A recipe for growing & making Chinese cucumber pickles

Chinese cucumber pickle


CHINESE cucumber pickle...
When I lived in Hong Kong and travelled to China on business trips, I was introduced to a kind of cucumber pickle salad that was always served cold during meals.  In this dish, the cucumber slices were dressed in a delicious combination of garlic, vinegar and sesame oil that was so addictive I couldn't stop eating them. Now, every time I think of those crisp, juicy pieces of cucumber sitting in that garlic-ky vinegar, it sends my salivary glands into overdrive.
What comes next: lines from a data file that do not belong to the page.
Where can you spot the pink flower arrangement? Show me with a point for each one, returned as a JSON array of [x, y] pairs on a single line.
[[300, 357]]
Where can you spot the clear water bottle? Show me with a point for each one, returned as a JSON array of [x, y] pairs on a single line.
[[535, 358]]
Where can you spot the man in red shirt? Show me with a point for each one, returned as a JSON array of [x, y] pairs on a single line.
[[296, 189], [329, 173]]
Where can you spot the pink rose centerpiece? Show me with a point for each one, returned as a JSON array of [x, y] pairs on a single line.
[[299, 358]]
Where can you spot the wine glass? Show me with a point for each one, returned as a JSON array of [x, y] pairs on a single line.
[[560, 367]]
A few years later and now several thousands of miles away in the Chiltern foothills, I wander down to our kitchen garden, gleeful in anticipation of the young green cucumbers that I know are hanging from the vine. A quick flick of a sharp pen knife releases them and the slender, long fruits are soon laid out on a wooden chopping board ready to be cut up. With my chopsticks, I toss the crisp cucumber half rounds with sesame oil, garlic and rice vinegar - a perfect balance of cool and warmth. Light soy sauce brings saltiness to the dish and a smattering of finely diced chilli is added for a touch of heat.





Chinese cucumber pickle

Serves 4 as a side


Ingredients

cucumbers (small), chopped into half rounds
1-2 garlic cloves, minced
chilli, finely chopped
1 tablespoon light soy sauce
1 tablespoon sesame oil
1 tablespoon chinese wine (shao hsing)
1 tablespoon oyster sauce
Ginger, grated

1 teaspoon caster sugar (optional)

Method

Combine the sesame oil, light soy sauce, rice vinegar, sugar, garlic and chilli.

Place the cucumber into a bowl. Add the dressing and toss to combine.
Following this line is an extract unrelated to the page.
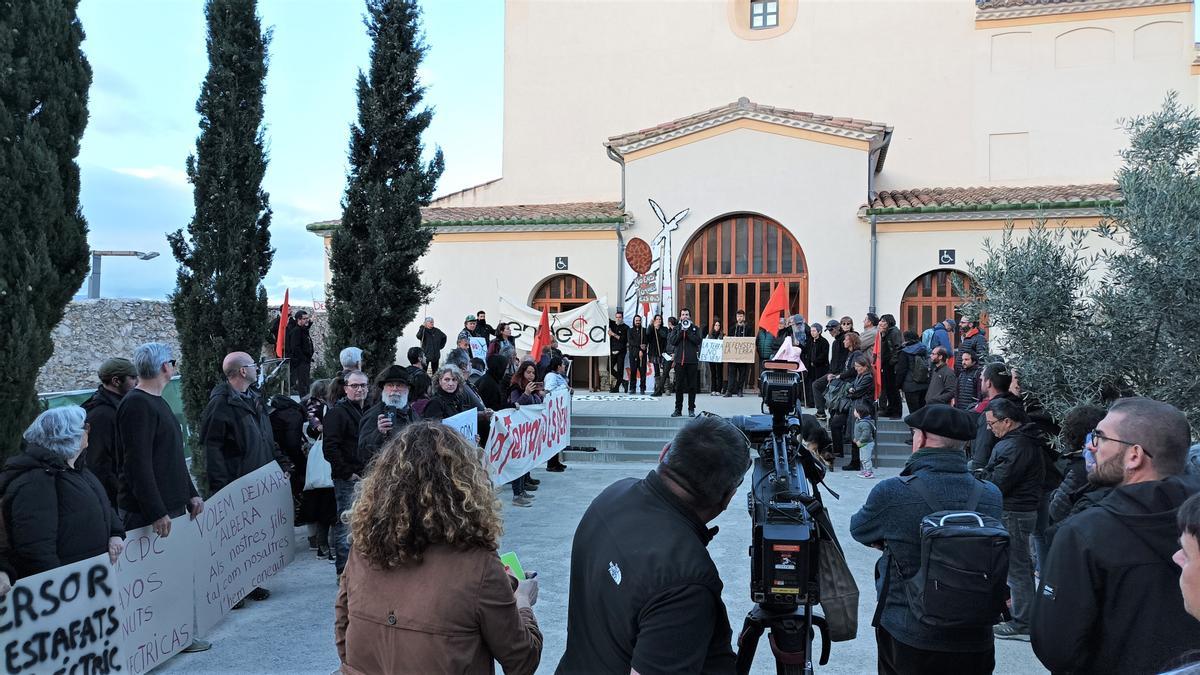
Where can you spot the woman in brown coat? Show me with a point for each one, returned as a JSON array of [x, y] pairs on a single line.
[[424, 590]]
This pickle can be served with roast mackerel, grilled salmon or pork.




If you are looking for rice vinegar, try Sainsbury's rice vinegar, which I used in this recipe.


Growing cucumbers

If you are growing your own cucumbers, pick them small while they are young and crisp.

The more mature and larger cucumbers work better if you scoop out the watery seed content before using.

Contrary to popular belief, you don't need a greenhouse to grow cucumbers and they can be successfully grown outdoors. Try 'Burpless Tasty Green' which is reliable and productive - I prefer to support the plants with canes to allow them to climb upwards keeping the cucumbers off the ground.